Monday, August 13, 2012

I've Changed



            Two days have passed since Project has been over and it all feels surreal to me. I’m sitting in my bedroom, gazing at all the knickknacks around me and none of them have changed, but I have. I have grown not only in boldness in sharing the Gospel, but I’ve also grown in my reliance on God and knowing my identity in Him. Being on Project, I’ve been able to reflect on my walk with Christ and how I came to have a personal relationship with Him. I grew up with a legalistic view of my faith: if I do good, I am a Christian and that my works prove my identity. And as a result, my faith was by works and grace was completely foreign to me. I also grew up in a church that lacked a constant pastor, and so the fact that I had to serve every week without being constantly spiritually fed and that I had the mentality of earning the “Christian” title played a large role in hindering my understanding of what a personal relationship with God looks like. It wasn’t until I was in college, did I start to desiring to be close to God, to trust in His provisions and His great plan. I can’t really describe how it all happened, but from high school to college, God has been chipping away at the lies I believed in and revealing Himself to me. He has been humbling me and making me hungrier for His wisdom and not my own. This is a really quick summary of my testimony and I would love to share it in detail with you, if you would like to meet up with me for tea and baked goods in the future. But yeah… God has been doing so much in my heart this summer.
            The highlight of Project for me was personal growth. I had no idea God would challenge and convict me to do the things that I did, speak to the people that I spoke to, and step out completely in faith. Because I grew up with the mentality I had to prove my identity and worth, it was hard for me to swallow that God completely delights in me. I remember accidentally falling asleep during multiple pastors’ sermons and waking up with a sack of shame crushing me and I thought, “This is not what a Christian looks like. How can I call myself one? How can I be pleasing to God and others?” Of course it’s not ideal to sleep during church, but God does not call us to be shameful of our shortcomings. And through understanding His love for me and that I am perfect through Christ, I also grew to understand He wants to the best for me and that I don’t need to settle for anything less than that. I’m slowly learning how to accept grace and be joyful because of it and it feels so good. God is so good.

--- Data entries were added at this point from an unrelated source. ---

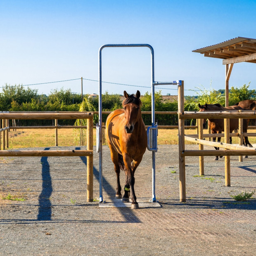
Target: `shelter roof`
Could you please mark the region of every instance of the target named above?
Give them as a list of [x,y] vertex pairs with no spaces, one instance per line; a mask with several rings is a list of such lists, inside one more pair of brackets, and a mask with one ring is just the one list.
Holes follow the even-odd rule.
[[256,39],[238,37],[192,52],[206,57],[232,60],[223,60],[223,64],[242,62],[256,63]]

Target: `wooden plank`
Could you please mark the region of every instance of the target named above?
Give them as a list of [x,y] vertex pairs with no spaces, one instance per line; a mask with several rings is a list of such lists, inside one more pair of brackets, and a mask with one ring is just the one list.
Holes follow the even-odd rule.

            Although I’ve grown a lot personally, I do wish I handled some things differently this summer. I wish I invested in community more. In the beginning of Project, I was dealing with some personal problems and so I withdrew from community and masked my true reason with the fact that I’m introverted. Introversion did play a role, but was not the main reason why I didn’t go out side of my room at night to hang out with other people. In the last two weeks of Project, I was more intentional than ever. Even though many conversations started with awkward, forced starters like, “Hey! I don’t know you that well. Tell me about yourself!” I felt the need and desire to get to know this awesome body of believers that God has placed me with for two months. And I’m happy to say I got to hear testimonies and build intimate relationships within the last two weeks. Also, being a native Southern Californian, I have the opportunity to still grow close to many of the students (and I’m even getting super close to Bruins. God loves them too! =P). On the last day, many people cried when we were all saying our good byes, but I remained pretty composed. I am sad to see many go, but I also realize that this community doesn’t end this summer. It will extend for a lifetime and eternity. We also have Facebook and texting to keep in touch (you wouldn’t believe how crazy our group page is going. People are posting PPD—Post Project Depression).


            I am super excited to bring what I’ve learned this summer to USC. On the second to last day, Scott and I (the only Trojans on SMSP) did a prayer walk at school and it was just thrilling to imagine how God will use us this year. We walked to places we found significant to our past year and places we desired to see God manifest Himself. The film school is my target area this year (through many closed doors, God has shown me to start a Bible study there) and I am anxious, but also super excited. God has been teaching me about His miraculous power and not to underestimate Him. Please continue to pray for me and this new bold step I’m about to take.


            To close off this entry, I would like to tell you that this summer in Santa Monica seven people have accepted Christ in their lives and as a total we have all spoken to about 1,000 people and shared the Gospel to 700+ of those people. I thought Santa Monica was a place that didn’t want God (in fact, I expected to be turned down every single time I went out sharing), but in truth it is a place filled with people who desire to be known and God desires to know them. Keep praying for Santa Monica.


1 comment:

  1. "I am sad to see many go, but I also realize that this community doesn’t end this summer. It will extend for a lifetime and eternity." True that! I can't wait for all the project reunions before the throne (and if they don't happen, it only means that God has something better in store).

    I'm glad that you got to grow in community, and I'm so excited to see your changed self worship God back at SC. Also, it's awesome to hear that God has inspired you to start a BStud in the Cin School (no pun intended with that abbrev). He will be with you every step of the way, including when you get to disciple other Trojans and send them off to Proj for next year!